Quorum sensing is a chemical communication system among bacteria [1], which has been confirmed to be involved in a wide variety of biological processes, such as bioluminescence, biofilm formation, adherence, and virulence [2]. Several types of QS systems have been described in various species of bacteria.
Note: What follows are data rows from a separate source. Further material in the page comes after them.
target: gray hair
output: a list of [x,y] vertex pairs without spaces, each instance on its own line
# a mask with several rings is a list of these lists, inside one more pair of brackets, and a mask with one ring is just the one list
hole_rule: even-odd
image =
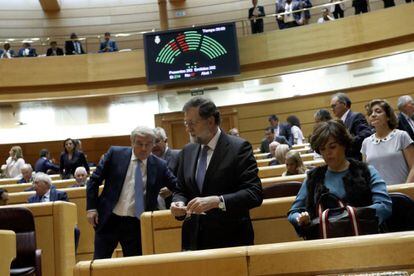
[[398,98],[397,107],[398,110],[401,111],[401,109],[408,104],[409,102],[412,102],[413,98],[411,98],[410,95],[404,95]]
[[30,165],[30,164],[24,164],[21,168],[20,168],[20,170],[30,170],[30,171],[33,171],[33,168],[32,168],[32,165]]
[[35,174],[34,178],[33,178],[33,182],[36,181],[41,181],[46,183],[49,187],[52,186],[52,178],[50,178],[49,175],[42,173],[42,172],[38,172]]
[[156,127],[154,128],[155,137],[158,139],[162,139],[163,141],[167,140],[167,133],[165,133],[165,130],[162,127]]
[[131,132],[131,143],[135,142],[135,138],[140,137],[151,137],[152,141],[155,142],[155,133],[152,128],[146,126],[138,126]]
[[351,108],[351,99],[345,93],[336,93],[332,96],[333,98],[337,98],[339,102],[344,103],[346,107]]
[[85,167],[77,167],[77,168],[76,168],[76,170],[75,170],[74,175],[76,175],[77,173],[84,173],[84,174],[88,174],[88,173],[86,172]]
This LuxS/AI-2 QS system involves the production of cell signaling molecules via luxS-based autoinducer-2 (AI-2). AI-2 synthesis is linked to the metabolism of S-adenosylmethionine. Methylation reactions frequently use S-adenosylmethionine as the methyl donor to generate S-adenosylhomocysteine (SAH) [3]. SAH is hydrolyzed to adenine and 4,5-dihydroxy-2,3-pentanedione (DPD) by the nucleosidase Pfs and the LuxS enzyme [4]. Upon formation, DPD spontaneously cyclizes to form at least two different interspecies communication molecules described as AI-2 [5]. A broad range of gram-positive and gram-negative bacteria have been suggested to harbor luxS orthologs, most of which can produce AI-2 [3, 6]. AI-2 has been shown to be involved in biofilm formation and gene expression in many bacterial species.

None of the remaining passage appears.